Brandi Horak LMHC

I have a variety of experience within the mental health and substance abuse field from working with young children, children, adolescents, young adults, adults, and even older adults. In the beginning of my career, I was a crisis counselor who would evaluate each client who walked into the facility and refer them for any services, such as therapy, medication management and substance use. I would also need to provide direct crisis care if a client walking in was at harm to themselves or others.

I also worked within Integrated Behavioral Healthcare, inside medical clinics alongside Primary Care Physicians (PCP), Physician Assistants (PA), Nurse Practitioners (NP), and other specialists. I enjoyed seeing the process of a client receiving care from different providers at the same time. When I say different providers at the same time, I am talking about a collectivistic approach and/or wrap-around services to where the client is being taken care of from many different angles. Providers that work together can offer a level of care suitable for the children, couples and individuals with medical care, psychiatric care, and mental health treatment to ensure compliancy and overall sustainability.

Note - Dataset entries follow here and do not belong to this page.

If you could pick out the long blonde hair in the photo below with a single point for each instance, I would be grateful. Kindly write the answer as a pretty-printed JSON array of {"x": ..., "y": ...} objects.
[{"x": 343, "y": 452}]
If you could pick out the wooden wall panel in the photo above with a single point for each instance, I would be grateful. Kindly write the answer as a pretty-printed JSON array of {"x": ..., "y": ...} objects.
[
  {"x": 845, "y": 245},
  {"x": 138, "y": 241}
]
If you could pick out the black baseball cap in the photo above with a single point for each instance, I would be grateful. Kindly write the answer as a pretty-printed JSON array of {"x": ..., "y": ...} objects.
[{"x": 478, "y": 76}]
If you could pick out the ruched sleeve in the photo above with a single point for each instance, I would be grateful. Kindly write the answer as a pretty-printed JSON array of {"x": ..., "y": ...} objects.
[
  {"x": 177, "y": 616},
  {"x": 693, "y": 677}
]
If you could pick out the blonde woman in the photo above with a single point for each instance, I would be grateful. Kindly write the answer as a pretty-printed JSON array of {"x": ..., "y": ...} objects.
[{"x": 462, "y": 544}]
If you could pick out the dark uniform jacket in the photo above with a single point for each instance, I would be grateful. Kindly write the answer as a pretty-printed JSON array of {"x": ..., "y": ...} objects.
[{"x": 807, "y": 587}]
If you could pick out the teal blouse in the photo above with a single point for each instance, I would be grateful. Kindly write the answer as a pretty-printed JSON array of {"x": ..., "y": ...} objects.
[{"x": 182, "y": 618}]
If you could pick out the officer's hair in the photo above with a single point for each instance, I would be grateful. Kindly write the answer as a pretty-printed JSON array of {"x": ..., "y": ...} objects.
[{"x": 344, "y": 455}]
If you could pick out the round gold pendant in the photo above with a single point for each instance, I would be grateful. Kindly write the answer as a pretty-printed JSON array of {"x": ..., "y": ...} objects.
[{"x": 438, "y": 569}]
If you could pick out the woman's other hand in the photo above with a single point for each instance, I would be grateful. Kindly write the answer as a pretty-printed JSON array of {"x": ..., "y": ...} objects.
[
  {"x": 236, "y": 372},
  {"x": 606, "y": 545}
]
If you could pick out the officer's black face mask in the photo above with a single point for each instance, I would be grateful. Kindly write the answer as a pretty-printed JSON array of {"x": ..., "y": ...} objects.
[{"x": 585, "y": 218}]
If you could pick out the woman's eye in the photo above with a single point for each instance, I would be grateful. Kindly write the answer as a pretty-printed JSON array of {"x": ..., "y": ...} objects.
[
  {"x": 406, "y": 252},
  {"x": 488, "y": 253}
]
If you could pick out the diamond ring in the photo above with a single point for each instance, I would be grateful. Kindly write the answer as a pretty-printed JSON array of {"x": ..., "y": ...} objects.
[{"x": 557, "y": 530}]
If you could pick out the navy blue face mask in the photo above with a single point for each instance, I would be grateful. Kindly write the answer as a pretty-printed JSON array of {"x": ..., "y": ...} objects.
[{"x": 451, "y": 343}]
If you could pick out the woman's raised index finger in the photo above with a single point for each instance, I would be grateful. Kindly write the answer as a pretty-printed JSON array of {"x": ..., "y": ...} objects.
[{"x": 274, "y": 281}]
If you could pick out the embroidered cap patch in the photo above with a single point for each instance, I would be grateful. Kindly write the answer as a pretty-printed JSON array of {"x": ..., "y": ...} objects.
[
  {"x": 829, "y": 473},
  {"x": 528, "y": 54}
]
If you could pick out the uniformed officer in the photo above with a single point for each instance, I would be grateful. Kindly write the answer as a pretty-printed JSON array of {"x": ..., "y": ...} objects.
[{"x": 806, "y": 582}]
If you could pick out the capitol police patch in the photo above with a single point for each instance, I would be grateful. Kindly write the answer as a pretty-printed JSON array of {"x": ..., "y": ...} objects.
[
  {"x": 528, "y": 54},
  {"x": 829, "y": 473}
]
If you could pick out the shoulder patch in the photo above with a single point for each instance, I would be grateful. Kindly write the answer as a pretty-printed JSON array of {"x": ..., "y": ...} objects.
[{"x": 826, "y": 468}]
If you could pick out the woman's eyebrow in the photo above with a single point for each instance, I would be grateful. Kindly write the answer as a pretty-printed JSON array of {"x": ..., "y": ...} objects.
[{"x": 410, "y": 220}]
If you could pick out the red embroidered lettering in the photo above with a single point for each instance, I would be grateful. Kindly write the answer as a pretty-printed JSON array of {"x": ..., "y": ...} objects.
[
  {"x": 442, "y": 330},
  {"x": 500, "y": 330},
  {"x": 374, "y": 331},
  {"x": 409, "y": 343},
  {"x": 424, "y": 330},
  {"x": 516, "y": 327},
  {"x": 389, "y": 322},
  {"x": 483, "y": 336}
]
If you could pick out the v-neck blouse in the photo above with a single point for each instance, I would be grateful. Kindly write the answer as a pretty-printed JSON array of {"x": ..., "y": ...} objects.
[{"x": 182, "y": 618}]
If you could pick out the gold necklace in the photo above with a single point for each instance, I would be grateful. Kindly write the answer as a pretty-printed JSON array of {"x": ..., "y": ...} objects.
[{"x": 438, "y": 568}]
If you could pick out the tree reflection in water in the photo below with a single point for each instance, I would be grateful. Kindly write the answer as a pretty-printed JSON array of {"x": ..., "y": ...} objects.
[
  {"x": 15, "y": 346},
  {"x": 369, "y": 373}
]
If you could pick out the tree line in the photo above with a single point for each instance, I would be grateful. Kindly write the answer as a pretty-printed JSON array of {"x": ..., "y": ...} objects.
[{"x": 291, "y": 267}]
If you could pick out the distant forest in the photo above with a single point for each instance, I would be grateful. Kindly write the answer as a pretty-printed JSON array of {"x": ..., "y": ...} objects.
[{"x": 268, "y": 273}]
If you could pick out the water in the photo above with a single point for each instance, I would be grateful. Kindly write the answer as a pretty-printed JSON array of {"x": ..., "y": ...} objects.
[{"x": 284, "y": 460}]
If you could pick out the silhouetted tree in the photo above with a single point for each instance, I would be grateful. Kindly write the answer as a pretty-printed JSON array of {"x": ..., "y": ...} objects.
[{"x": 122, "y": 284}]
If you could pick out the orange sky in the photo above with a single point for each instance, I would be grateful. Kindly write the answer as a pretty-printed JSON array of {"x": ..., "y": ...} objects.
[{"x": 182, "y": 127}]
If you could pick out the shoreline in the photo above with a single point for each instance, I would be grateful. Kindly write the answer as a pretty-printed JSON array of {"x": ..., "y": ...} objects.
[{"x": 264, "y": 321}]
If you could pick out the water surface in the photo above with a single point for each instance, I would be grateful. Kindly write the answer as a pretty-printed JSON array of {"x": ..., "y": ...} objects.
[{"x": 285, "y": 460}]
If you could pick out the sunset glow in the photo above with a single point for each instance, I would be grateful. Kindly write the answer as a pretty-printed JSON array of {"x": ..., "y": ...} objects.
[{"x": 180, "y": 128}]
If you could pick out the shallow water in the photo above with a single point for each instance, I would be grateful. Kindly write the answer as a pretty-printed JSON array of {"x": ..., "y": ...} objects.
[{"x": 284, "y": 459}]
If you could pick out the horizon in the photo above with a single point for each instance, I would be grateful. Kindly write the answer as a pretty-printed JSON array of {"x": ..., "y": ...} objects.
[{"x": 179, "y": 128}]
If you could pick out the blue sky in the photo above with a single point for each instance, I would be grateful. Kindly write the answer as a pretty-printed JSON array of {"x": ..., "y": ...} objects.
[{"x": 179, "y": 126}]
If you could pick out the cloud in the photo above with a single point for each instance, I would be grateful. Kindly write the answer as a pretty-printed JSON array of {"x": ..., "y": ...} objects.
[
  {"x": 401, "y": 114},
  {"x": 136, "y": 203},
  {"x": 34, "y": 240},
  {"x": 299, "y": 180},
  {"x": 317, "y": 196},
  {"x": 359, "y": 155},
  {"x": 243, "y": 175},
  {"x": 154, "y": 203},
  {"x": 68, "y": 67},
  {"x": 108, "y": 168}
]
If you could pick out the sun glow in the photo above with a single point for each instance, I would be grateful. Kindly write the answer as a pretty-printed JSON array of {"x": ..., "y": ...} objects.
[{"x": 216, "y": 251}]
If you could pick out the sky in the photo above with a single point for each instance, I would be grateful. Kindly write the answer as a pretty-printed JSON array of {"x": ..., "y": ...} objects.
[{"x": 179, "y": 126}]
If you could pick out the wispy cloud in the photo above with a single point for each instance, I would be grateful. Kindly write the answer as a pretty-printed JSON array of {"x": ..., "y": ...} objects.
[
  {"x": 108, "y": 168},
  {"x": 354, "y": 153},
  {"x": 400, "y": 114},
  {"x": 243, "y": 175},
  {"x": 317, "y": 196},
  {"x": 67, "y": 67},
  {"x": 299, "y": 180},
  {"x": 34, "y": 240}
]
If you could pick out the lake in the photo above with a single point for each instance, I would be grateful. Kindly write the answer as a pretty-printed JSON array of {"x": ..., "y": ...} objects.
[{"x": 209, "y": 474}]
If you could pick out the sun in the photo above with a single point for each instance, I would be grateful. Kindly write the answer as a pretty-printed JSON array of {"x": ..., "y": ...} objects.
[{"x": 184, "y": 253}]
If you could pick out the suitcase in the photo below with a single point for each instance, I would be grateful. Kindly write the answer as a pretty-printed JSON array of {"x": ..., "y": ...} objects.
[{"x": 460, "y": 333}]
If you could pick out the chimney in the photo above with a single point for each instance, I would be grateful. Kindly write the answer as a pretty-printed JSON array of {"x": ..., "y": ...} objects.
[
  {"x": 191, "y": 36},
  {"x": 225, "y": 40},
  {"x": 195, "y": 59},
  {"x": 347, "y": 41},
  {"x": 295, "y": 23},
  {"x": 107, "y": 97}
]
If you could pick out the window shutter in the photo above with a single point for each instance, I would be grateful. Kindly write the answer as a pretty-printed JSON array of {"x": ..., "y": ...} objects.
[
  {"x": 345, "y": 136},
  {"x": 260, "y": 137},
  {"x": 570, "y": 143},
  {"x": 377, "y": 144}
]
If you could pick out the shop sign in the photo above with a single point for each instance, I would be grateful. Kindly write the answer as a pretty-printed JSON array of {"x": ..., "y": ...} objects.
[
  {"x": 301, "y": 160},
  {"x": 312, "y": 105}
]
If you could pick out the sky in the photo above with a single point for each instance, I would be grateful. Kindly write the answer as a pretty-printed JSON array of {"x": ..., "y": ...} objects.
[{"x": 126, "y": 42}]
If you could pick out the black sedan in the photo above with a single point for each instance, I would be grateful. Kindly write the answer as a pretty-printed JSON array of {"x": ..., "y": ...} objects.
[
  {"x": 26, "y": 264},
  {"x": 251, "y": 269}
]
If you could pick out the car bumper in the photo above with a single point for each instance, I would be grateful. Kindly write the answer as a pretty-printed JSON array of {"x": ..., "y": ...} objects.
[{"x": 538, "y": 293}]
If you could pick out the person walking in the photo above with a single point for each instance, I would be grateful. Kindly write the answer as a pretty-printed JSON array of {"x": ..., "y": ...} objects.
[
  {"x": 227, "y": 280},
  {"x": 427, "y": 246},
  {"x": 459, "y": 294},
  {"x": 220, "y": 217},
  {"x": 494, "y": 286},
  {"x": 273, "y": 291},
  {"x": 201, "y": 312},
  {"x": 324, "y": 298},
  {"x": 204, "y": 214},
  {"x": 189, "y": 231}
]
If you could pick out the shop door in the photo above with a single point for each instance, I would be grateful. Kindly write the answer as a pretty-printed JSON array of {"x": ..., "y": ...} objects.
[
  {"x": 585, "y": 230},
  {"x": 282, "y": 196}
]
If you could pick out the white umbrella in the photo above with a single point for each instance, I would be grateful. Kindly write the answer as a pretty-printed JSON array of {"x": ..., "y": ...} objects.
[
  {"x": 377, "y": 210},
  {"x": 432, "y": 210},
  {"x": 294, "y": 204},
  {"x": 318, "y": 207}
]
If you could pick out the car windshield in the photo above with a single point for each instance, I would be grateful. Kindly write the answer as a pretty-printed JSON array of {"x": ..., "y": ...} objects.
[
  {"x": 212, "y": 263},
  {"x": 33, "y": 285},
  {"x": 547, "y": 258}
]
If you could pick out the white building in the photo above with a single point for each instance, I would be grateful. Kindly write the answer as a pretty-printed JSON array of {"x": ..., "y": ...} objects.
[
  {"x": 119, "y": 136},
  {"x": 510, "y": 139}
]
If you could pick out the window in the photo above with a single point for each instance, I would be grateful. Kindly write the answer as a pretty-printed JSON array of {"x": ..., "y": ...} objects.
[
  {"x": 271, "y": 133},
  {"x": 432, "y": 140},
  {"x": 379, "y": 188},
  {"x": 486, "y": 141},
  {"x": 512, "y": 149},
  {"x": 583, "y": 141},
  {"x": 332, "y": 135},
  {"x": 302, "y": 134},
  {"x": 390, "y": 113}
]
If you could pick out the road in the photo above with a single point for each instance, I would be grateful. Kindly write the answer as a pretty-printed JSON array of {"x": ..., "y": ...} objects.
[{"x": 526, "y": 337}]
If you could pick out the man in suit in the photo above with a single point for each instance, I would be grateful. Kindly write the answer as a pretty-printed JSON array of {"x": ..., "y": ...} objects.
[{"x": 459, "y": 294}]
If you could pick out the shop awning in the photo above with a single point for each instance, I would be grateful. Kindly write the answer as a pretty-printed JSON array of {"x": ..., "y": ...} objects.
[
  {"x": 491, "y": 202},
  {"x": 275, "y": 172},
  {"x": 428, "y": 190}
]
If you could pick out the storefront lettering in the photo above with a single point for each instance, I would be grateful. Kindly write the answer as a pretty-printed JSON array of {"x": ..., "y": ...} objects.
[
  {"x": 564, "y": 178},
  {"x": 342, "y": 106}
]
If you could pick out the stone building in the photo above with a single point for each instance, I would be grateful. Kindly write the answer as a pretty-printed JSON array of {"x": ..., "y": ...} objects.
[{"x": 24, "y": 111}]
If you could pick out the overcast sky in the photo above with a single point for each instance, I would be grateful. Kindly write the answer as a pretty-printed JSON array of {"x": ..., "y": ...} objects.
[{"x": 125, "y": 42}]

I have worked in outpatient facilities with co-occurring substance use disorders (SUD) and mental health disorders to correctional facilities. Outpatient programs, specifically for SUD, are designed primarily to offer addiction treatment with the flexibility for the client to go to school, work, or both. It allows clients to remain independent and learn how to live a functionable life without the need of drugs and alcohol to help cope with everyday stressors. In the outpatient programs I provided couples therapy, family therapy, group, and individual therapy. Although that focus of the outpatient programs was SUD related, I provided mental health therapy to my clients. People start using drugs and alcohol for many varied reasons. However, there is a belief that SUD and mental health disorders are not correlated with each other. People can either start using drugs or alcohol due to trauma that they have endured as a child, adolescent, adult, or lifetime, or develop trauma from the addiction. Alongside being an LMHC for a co-occurring facility, I was a program supervisor that ran an outpatient program. I created my own protocols, which consisted of developing therapeutic groups, behavior modification groups, developmental strategies for change, resources in the community, case management program to offer levels of care that we could not provide in an outpatient level of care, direct relations with probation officers, a DUI curriculum that met the needs of the client and the requirements for the DUI program to suffice in successful completion, supervised a staff of counselors, office managers, and case manager, with continuing to carry a caseload.

The main therapeutic approaches I utilize are Rational Emotive Behavior Therapy (REBT) and Reality Therapy / Choice Theory. REBT is a type of Cognitive Behavioral Therapy (CBT), that focuses primarily on helping clients understand irrational beliefs and learn how to manage their overall thoughts, behaviors, and emotions in a healthier, rational, and more realistic way. Reality Therapy or Choice Theory derives around the same concepts of CBT, and focuses on improving current relationships and situations, while avoiding discussion of past events. As a therapist, I understand the importance of understanding the past events. Current events are the result of past events, which is why I make sure I provide a whole level of care when implementing these specific types of therapeutic techniques. Reality Therapy bases its approach on that our basic needs can be satisfied by building strong relationships with family, friends, spouses, and/or partners. It allows a client to improve overall sense-of-self and quality of life to learn how to make better choices.

 

Mental health is getting better regarding it being talked about more today. However, there still is that stigma associated with mental health. The need for mental health therapy is so important whether people realize it or not. It starts with one person to make a difference in your life. I am here to help guide you through the counseling process and will be with you every step of the way. I will provide you with respect, honest, comfort, and a safe place to open and work through things you may have not talked to anyone else before.